A piece of sample was taken and placed in eppendorf tube. Briefly, each sample was put into sterile petri dishes and then samples were break into parts using sterile bistouries and pens. Broth culture was only used for M. bovis. A piece of lung sample for M. bovis isolation inoculated in PPLO broth medium and incubated at 37 ^oC in %5 CO₂ for 5 d. PPLO broth cultures were used for M. bovis DNA extraction, lyzed lung samples were used for other bacteria DNA extraction. DNA was extracted from the lung samples by using genomic DNA purification kit (Qiagen-DNeasy Blood and Tissue Kit-USA). Manufacturer instructions were followed.

Polymerase Chain Reaction

PCR procedures, which involved cycle conditions and reaction mixture, were performed according to previous reports¹⁷^,¹⁸^,¹⁹ (Table 1). The reaction mixture was prepared with a total volume of 50 μl contained 3 mM MgCl₂, 200 μl dNTP, 0.5 μM each of primer and 1.25 units Taq DNA polymerase (Vivantis, MY) with minor revisions for pathogens. Extracted DNA (1 μL) was used as template. Amplification was carried by thermalcycler (The SuperCycler Trinity, Kyratech, AU). All samples of PCR amplification products (10 μL) were subjected to electrophoresis. DNA was visualized by UV fluorescence after staining with ethidium bromide.

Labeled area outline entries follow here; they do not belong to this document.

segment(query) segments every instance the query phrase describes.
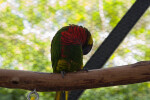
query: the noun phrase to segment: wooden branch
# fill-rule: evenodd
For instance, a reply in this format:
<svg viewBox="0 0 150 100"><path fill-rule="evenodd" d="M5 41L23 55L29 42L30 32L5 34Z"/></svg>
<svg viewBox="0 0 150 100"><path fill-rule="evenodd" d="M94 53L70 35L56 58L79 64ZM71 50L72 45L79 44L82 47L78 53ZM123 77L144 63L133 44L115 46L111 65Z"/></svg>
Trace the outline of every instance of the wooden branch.
<svg viewBox="0 0 150 100"><path fill-rule="evenodd" d="M61 74L0 69L0 87L37 91L77 90L150 81L150 61Z"/></svg>

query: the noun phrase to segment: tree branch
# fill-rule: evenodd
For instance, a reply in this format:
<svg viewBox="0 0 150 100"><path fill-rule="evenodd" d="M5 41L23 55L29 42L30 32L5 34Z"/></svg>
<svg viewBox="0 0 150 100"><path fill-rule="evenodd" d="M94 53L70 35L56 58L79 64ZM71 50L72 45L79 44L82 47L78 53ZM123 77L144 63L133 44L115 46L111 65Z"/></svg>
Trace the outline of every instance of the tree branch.
<svg viewBox="0 0 150 100"><path fill-rule="evenodd" d="M77 90L150 81L150 61L61 74L0 69L0 87L37 91Z"/></svg>

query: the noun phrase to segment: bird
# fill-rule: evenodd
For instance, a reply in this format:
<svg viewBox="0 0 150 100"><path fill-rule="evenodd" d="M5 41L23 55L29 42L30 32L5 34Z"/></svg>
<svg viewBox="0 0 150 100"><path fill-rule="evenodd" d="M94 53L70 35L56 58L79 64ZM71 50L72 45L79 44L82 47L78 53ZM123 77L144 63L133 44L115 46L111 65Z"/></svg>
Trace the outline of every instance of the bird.
<svg viewBox="0 0 150 100"><path fill-rule="evenodd" d="M88 54L93 46L89 30L79 25L68 25L59 29L51 42L51 62L53 73L76 72L83 69L83 55ZM55 100L62 100L63 91L57 91ZM68 100L65 91L65 100Z"/></svg>

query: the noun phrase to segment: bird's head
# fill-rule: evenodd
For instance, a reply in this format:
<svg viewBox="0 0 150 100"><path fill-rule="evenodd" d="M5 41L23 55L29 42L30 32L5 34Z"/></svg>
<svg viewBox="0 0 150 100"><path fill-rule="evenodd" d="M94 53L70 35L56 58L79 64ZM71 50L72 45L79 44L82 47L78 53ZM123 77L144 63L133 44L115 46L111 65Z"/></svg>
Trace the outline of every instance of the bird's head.
<svg viewBox="0 0 150 100"><path fill-rule="evenodd" d="M91 33L87 29L86 29L86 34L87 34L86 42L82 46L83 55L88 54L91 51L93 46L93 39Z"/></svg>

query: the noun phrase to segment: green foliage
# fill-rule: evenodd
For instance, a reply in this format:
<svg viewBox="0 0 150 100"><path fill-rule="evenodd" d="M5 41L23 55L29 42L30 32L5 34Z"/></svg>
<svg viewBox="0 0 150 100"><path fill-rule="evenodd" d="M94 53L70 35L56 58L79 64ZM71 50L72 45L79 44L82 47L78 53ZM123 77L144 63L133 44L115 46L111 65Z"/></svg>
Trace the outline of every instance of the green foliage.
<svg viewBox="0 0 150 100"><path fill-rule="evenodd" d="M103 21L99 0L0 0L0 68L52 72L50 40L68 24L83 25L92 33L94 47L86 62L134 2L103 0ZM149 14L144 14L104 67L150 60ZM139 83L90 89L80 100L148 100L149 88L149 83ZM26 100L27 93L0 88L0 99ZM40 100L53 100L55 93L39 95Z"/></svg>

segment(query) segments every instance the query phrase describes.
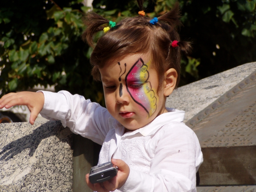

Table 1 PCR conditions and oligonucleotids sequences

Pathogen	Cycle condition (°C/min)	Oligonucleotids	Base pair (bp)	Reference
P. multocida	94/1 69/1 30 cyc 72/1	F:GGCTGGGAAGCCAAATCAAAG R:CGAGGGACTACAATTACTGTAA	1432	Miflin and Blackall, 2001
M. haemolytica	94/1 55/1 30 cyc 72/1	F:TGTGGATGCGTTTGAAGAAGG R:ACTTGCTTTGAGGTGATCCG	1145	Akan et al, 2006
H. somni	94/1 55/1 35 cyc 72/1	F:GAAGGCGATTAGTTTAAGAG R:TTCGGGCACCAAGTRTTCA	400	Angen et al, 1998
M. bovis	94/1 54/1 30 cyc 72/1	F: TATTGGATCAACTGCTGGAT R: AGATGCTCCACTTATCTTAG	447	Foddai et al, 2005

Results

In molecular evaluation, positive results were achieved for P. multocida, M. haemolytica, H. somni and M. bovis in 4 (4.8 %), 4 (4.8 %), 6 (7.3 %) and 3 (3.6 %) of the samples, respectively (Figure 1-3). Mix infections were detected in five samples. Of the samples, two were positive for both P. multocida and M. haemolytica, two were positive for both M. haemolytica and H. somni and one was positive for both P. multocida and H. somni. However, a positive sample, which carried all of the pathogens, was not detected.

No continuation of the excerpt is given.